Messages being written to and consumed from a topic are being sent as byte arrays. By applying a schema it ensures that the message written to a topic by a producer can be read and understood by a consumer of the topic.

Due to the decoupled nature of Kafka, producers and consumers do not communicate with each other directly, but rather information transfer via Kafka topic. At the same time, the consumer still needs to know the type of data the producer is sending to deserialize it. If the producer starts sending bad data to Kafka or if the data type of your data gets violated then your downstream consumers will start breaking. We need a way to have a common data type that must be agreed upon.

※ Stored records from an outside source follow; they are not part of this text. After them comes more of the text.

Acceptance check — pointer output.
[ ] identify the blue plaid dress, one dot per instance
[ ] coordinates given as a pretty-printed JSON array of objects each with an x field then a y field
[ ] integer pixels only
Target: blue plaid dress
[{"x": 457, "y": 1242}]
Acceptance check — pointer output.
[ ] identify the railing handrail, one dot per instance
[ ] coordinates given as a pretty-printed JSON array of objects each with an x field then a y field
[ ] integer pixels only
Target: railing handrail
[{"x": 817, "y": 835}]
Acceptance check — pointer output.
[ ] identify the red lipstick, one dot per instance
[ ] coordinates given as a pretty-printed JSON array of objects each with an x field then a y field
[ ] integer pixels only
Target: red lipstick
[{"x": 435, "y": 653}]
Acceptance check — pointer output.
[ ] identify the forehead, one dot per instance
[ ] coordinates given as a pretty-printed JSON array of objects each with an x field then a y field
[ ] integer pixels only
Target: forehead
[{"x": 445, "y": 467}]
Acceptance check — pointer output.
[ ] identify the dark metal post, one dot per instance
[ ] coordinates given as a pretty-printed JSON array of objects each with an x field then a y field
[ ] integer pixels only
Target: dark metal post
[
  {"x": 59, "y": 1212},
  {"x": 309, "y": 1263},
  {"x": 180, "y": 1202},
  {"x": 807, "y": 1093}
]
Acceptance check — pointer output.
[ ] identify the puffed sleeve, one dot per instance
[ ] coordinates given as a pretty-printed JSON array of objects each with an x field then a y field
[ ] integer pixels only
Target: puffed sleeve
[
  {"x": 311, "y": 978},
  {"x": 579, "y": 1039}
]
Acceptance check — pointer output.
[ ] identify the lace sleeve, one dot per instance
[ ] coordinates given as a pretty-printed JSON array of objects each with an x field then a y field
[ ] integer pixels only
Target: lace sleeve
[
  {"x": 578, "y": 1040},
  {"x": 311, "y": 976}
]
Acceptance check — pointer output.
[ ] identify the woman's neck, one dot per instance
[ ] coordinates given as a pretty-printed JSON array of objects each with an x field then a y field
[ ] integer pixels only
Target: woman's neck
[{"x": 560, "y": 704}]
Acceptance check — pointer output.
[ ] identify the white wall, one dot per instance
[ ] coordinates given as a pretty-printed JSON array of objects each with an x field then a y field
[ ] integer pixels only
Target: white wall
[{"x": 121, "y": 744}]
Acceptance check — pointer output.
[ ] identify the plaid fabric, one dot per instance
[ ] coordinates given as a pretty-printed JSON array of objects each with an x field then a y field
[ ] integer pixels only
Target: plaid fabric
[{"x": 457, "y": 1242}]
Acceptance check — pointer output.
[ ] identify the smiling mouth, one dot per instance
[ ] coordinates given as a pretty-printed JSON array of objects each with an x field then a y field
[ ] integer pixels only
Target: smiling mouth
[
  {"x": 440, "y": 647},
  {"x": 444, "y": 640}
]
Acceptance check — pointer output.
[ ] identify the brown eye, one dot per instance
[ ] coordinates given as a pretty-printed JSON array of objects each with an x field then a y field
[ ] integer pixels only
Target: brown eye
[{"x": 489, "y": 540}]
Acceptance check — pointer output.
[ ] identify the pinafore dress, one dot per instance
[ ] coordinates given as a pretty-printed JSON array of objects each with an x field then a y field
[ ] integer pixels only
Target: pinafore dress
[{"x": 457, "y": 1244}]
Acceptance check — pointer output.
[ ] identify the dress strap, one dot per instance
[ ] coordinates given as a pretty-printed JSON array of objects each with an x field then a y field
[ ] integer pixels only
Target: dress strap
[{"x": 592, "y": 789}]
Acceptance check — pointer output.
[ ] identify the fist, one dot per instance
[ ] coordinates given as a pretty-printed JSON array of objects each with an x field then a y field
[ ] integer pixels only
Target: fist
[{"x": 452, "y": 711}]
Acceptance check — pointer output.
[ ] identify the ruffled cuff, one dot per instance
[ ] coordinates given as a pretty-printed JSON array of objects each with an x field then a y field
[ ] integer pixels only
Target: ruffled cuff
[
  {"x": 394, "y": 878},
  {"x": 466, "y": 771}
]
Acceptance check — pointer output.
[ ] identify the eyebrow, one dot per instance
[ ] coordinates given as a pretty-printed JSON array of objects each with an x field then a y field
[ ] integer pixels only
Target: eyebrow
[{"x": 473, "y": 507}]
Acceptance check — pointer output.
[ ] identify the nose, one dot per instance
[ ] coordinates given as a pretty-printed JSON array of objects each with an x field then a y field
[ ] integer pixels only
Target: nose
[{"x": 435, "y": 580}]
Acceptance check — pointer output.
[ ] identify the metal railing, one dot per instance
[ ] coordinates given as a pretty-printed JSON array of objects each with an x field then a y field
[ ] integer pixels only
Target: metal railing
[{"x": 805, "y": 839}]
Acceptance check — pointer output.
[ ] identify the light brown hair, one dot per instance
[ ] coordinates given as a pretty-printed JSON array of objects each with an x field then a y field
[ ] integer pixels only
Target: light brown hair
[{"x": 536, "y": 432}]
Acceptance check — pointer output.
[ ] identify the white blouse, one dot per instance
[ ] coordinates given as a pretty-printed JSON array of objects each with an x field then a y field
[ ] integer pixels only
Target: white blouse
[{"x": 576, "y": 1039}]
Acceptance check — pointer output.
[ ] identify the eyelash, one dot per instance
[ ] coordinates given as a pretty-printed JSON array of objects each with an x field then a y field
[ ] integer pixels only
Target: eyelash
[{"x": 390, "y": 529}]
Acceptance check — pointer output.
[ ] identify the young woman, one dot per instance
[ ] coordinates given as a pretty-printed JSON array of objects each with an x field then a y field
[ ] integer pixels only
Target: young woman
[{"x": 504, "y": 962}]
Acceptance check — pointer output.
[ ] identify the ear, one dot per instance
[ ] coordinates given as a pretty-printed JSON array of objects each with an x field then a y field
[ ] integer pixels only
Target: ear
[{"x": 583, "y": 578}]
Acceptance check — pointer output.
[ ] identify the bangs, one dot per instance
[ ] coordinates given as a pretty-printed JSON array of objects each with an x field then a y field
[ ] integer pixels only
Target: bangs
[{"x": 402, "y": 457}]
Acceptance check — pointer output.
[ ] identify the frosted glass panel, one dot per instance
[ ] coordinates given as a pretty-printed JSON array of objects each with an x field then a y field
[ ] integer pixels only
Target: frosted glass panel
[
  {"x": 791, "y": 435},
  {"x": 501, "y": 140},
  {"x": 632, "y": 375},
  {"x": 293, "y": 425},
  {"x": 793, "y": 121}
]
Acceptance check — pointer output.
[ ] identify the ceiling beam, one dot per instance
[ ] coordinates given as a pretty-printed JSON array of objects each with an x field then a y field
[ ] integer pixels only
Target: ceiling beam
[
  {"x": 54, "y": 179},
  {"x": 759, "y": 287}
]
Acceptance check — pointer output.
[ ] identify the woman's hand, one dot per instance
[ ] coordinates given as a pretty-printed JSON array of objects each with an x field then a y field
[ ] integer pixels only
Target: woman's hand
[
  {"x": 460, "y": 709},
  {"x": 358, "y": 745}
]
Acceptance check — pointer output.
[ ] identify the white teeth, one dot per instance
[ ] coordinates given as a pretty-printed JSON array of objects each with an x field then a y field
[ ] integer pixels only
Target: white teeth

With the schema registry in place, the producer, before sending the data to Kafka, talks to the schema registry first and checks if the schema is available. If it doesn’t find the schema then it registers and caches it in the schema registry. Once the producer gets the schema, it will serialize the data with the schema and send it to Kafka in binary format prepended with a unique schema ID. When the consumer processes this message, it will communicate with the schema registry using the schema ID it got from the producer and deserialize it using the same schema. If there is a schema mismatch, the schema registry will throw an error letting the producer know that it’s breaking the schema agreement.

We can send data using Avro in two ways either with a Java application or using a console producer.

In this blog, we will talk about Console Avro Producer.

Using the shell of the schema registry a message can be sent via Kafka-avro-console-producer.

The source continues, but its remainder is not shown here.